Le nord et le sud se rapprochent
En construisant ces deux axes, celui du Lötschberg et celui du Gothard, la Suisse apporte une contribution substantielle à la politique européenne des transports. La ligne ferroviaire entre Rotterdam/Zeebruges et Gênes est la ligne la plus utilisée pour le transport de marchandises en Europe et selon les prévisions, le volume de fret devrait encore augmenter sensiblement. Cette ligne traverse le cœur industriel de l’Europe et permet de relier des régions économiques dynamiques aux villes de Rotterdam, Amsterdam, Anvers, Duisbourg, Cologne, Francfort, Mannheim, Bâle, Zurich, Milan et Gênes. Grâce aux nouveaux tunnels de la NLFA, qui traversent les Alpes à l’altitude du Plateau suisse et prennent le relais des lignes de faîte existantes, la capacité du réseau pour le trafic de marchandises va considérablement augmenter. En raison du faible dénivelé de la ligne, les trains circulant sur l’axe du Gothard n’auront plus besoin à l’avenir de locomotive de pousse supplémentaire, ce qui représente un gain en termes de temps et d’argent. La NLFA permet en outre la circulation de trains plus longs et plus lourds.

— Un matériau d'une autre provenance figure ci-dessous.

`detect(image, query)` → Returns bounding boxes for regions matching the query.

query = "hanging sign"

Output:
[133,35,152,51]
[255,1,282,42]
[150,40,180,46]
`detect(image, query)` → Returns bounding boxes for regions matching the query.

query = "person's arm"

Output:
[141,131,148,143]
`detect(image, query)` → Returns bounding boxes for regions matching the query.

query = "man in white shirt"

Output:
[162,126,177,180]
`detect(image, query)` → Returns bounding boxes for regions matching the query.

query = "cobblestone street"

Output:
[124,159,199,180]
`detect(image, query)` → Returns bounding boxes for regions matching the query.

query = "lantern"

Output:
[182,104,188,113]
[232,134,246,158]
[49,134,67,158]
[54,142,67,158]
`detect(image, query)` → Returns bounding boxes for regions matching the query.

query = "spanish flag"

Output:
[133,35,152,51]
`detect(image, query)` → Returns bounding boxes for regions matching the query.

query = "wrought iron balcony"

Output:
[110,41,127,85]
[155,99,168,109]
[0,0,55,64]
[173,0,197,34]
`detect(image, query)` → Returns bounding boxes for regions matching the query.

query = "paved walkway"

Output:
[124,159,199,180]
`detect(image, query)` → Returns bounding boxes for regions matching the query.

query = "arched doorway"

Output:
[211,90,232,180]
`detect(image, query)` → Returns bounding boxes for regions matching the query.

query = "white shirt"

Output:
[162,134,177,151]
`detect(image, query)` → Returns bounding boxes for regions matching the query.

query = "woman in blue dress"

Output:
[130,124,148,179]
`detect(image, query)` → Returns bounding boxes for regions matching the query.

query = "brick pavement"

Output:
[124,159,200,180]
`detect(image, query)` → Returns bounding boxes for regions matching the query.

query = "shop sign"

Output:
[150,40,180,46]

Le nouvel axe nord-sud représente également une amélioration pour le trafic des voyageurs, qui pourront profiter de temps de trajet plus courts et d’un plus grand nombre de liaisons. La NLFA rapproche non seulement les différentes régions de la Suisse, mais également les pays voisins. La durée du trajet entre Zurich et Lugano ainsi que celle entre Zurich et Milan est réduite d’environ 45 minutes. L’ouverture du tunnel de base du Ceneri augmentera en outre l’attractivité du réseau ferroviaire régional du Tessin, qui bénéficiera de temps de parcours nettement réduits et de meilleures correspondances. Sur l’axe du Simplon, l’ouverture du tunnel de base du Lötschberg avait également permis de réduire les temps de parcours d’environ 20 minutes.
Un ouvrage légitimé par la démocratie directe et placé sous le signe du développement durable
La NLFA s’inscrit dans la droite ligne de la politique durable en matière de transport adoptée par la Suisse. Cette politique, qui prévoit le transfert du trafic transalpin de la route au rail, a été approuvée par le peuple suisse lors de plusieurs votations. En 1992, la construction de la NLFA a été acceptée à une nette majorité.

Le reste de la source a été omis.